Après avoir discuter pendant toute l’après-midi avec sa mère, Virginie rentra chez elle, où elle retrouva Franck.


20 . Naissance

Les mois passaient et le ventre de Virginie s’arrondissait. Au début du mois d’avril, Virginie, qui était chez sa sœur Stéphanie ressenti les premières douleurs. Stéphanie appela Franck à son travail et emmena Virginie à la maternité. Le travail ne dura pas très longtemps. Au bout de quelques heures, Virginie accoucha d’un petit garçon tout brun aux yeux bleus. Tellement heureux, Franck s’approcha de Virginie et l’embrassa tendrement.
Malgré la fatigue, Virginie demanda à Franck :
- Mais au fait, comment va-t-on l’appeler ?
- Je ne sais pas, et pourquoi ne l’appellerions-nous pas Pierre-Alexandre ?
- C’est une très bonne idée et en plus, c’est un prénom que j’aime beaucoup.
Cinq jours plus tard, Virginie sortait de la maternité avec son bébé. Sa sœur était venue la chercher. Stéphanie passa la tête par la porte entrebâillée de la chambre :
- Toc ! Toc !
- Oui, entrez ! Ah, c’est toi Stéphanie !
- Alors, tu es prête ?
- Oui, nous n’attendions plus que toi.
- Bonjour petit ange, dit Stéphanie en embrassant Pierre-Alexandre.
- Bon allez, arrête de gagatiser.
- Ok, ça va ! J’ai compris, on y va.
Elles quittèrent la clinique de l’Étoile de Puyricard. Virginie avait voulu accoucher là-bas, y étant née vingt trois ans auparavant. C’était pour elle, un moyen de dire qu’elle ne voulait pas oublier ses racines. Stéphanie roulait doucement, la cause : Virginie. Elle était si angoissée pour son petit garçon, qu’elle n’arrêtait pas d’embêter sa sœur.
- Stéphanie, ralentit, n’oublie pas qu’il y a un bébé dans la voiture.
- Oui, je sais. C’est bon, j’ai compris.
- Ça va, c’est juste que...
- Arrête Virginie, je sais ce que je fais. Et puis il n’est pas en sucre ton bébé.
- Excuse-moi. Mais c’est qu’il a l’air si fragile.
- Je suis désolée de m’être emportée, mais laisse moi conduire tranquillement. Ai confiance en moi.
- D’accord, je ne t’embêterais plus.
Et le voyage se poursuivit dans le silence. Stéphanie se chargeait de les ramener tous à bon port, tandis que Virginie s’occupait de son fils.
Pendant ce temps, à la maison, Franck faisait les cent pas. Ce n’était pas lui qui était aller chercher sa femme, car il n’avait pas pu se libérer, il venait juste de rentrer du travail. Quand Virginie passa la porte avec son bébé dans les bras, quelle ne fut pas sa surprise en voyant que tout le monde était là pour les accueillir.

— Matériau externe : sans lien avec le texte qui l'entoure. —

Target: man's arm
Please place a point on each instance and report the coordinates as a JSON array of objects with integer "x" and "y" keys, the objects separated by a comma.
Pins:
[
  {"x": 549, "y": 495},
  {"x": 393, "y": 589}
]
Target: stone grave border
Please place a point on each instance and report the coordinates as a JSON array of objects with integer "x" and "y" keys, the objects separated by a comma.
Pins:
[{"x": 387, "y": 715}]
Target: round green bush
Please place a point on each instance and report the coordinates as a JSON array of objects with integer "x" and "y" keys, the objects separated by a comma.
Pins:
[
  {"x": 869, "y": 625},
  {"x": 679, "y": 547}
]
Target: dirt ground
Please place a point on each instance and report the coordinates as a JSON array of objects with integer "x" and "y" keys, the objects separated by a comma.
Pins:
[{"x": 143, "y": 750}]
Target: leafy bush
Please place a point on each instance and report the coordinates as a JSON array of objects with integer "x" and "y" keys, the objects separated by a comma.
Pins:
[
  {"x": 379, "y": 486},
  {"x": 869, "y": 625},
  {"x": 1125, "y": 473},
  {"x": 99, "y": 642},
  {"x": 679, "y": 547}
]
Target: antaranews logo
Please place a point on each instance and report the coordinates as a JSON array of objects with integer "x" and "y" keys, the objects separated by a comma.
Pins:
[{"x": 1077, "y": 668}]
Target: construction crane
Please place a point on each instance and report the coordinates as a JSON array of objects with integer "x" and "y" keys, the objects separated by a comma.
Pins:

Tous ses amis et les quatre grands-parents étaient en admiration devant Alexandre.
Mais toujours fatiguée par l’accouchement, Virginie alla dans sa chambre se reposer tandis que les âmes charitables présentes s’occupaient du bébé. Voyant que Virginie avait disparut, Franck monta la voir et en entrant dans la chambre, il vit qu’elle s’était endormie. Franck s’allongea à ses côtés, la prit dans ses bras et s’endormit à son tour. Ne voyant plus les nouveaux parents, Marina demanda aux autres :
- Vous n’auriez pas aperçut les heureux parents.
- Si, lança Julie, il me semble que j’ai vu Franck il n’y a quelques instants. Mais ça fait un moment que je n’ai pas vu Virginie.

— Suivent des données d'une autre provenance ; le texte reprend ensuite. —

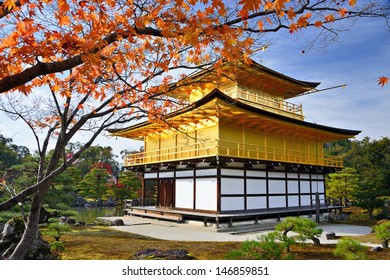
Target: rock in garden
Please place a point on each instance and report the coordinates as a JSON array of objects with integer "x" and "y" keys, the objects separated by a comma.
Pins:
[
  {"x": 119, "y": 222},
  {"x": 330, "y": 235},
  {"x": 376, "y": 249},
  {"x": 156, "y": 254},
  {"x": 10, "y": 237}
]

- Peut-être que Franck sait où elle est, ajouta Frédéric.
- Nous allons monter voir s’ils ne sont pas à l’étage, dirent en chœur les mères de Franck et Virginie.
Pendant ce temps-là, les deux grands-pères s’étaient installés devant la télévision et regardaient un match de rugby. Les grands-mères montèrent à l’étage. En entrant dans la chambre, elles furent surprises et émues. Elles trouvèrent leurs progénitures tendrement enlacées et endormies.

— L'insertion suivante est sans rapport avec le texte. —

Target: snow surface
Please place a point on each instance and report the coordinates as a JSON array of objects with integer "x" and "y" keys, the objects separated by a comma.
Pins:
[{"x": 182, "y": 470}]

- Laissons-les dormir, et allons donner le biberon à notre petit-fils. Il doit mourir de faim, lança Mme Fleuranceau.
Les voyant revenir seules, Guillaume demanda :
- Vous les avez trouvés.
- Oui, répondit Mme Vauthier, ils sont dans leur chambre en train de dormir dans les bras l’un de l’autre.
C’était le premier bébé de la tribu, et la fin des aventures de jeunesse.